"I will come back?" I asked, shuddering.

"You will come back," the Targa replied.

He was standing erect, a black statue against the wall of gray rock.

"You will come back," he repeated with emphasis. "You are fleeing now, but you are mistaken if you think that you will look at the world with the same eyes as before. Henceforth, one idea, will follow you everywhere you go; and in one year, five, perhaps ten years, you will pass again through the corridor through which you have just come."

"Be still, Ceghéir-ben-Cheikh," said the trembling voice of Tanit-Zerga.

"Be still yourself, miserable little fly," said Ceghéir-ben-Cheikh.

He sneered.

"The little one is afraid because she knows that I tell the truth. She knows the story of Lieutenant Ghiberti."

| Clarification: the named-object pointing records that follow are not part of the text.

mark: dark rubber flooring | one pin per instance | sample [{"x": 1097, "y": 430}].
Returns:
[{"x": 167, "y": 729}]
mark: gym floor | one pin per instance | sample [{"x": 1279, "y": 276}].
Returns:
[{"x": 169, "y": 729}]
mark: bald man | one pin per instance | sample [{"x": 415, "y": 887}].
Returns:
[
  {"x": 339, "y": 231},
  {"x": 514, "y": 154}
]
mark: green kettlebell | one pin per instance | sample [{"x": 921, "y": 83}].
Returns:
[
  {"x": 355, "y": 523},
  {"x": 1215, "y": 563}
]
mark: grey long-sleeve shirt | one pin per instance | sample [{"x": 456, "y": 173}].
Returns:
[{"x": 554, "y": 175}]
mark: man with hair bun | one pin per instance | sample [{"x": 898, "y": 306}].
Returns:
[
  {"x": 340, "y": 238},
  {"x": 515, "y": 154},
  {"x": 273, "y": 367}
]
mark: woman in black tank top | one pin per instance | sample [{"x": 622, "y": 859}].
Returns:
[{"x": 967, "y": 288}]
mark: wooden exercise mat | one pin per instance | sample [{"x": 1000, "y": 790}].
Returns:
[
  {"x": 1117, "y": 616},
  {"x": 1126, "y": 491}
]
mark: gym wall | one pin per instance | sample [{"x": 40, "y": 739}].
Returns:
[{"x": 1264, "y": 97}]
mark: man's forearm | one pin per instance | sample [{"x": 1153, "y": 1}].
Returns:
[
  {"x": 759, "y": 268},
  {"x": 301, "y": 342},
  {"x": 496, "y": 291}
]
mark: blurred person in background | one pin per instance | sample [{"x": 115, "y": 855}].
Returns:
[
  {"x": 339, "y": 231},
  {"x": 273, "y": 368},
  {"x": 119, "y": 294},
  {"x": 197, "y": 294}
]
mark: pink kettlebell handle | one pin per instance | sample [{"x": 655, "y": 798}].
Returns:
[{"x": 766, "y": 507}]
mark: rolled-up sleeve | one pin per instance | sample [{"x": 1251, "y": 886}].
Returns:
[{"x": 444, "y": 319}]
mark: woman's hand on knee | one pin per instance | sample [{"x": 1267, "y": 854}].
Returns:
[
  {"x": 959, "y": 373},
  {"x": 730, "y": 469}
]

"Lieutenant Ghiberti?" I said, the sweat standing out on my forehead.

"He was an Italian officer whom I met between Rhât and Rhadamès eight years ago. He did not believe that love of Antinea could make him forget all else that life contained. He tried to escape, and he succeeded. I do not know how, for I did not help him. He went back to his country. But hear what happened: two years later, to the very day, when I was leaving the look-out, I discovered a miserable tattered creature, half dead from hunger and fatigue, searching in vain for the entrance to the northern barrier. It was Lieutenant Ghiberti, come back. He fills niche Number 39 in the red marble hall."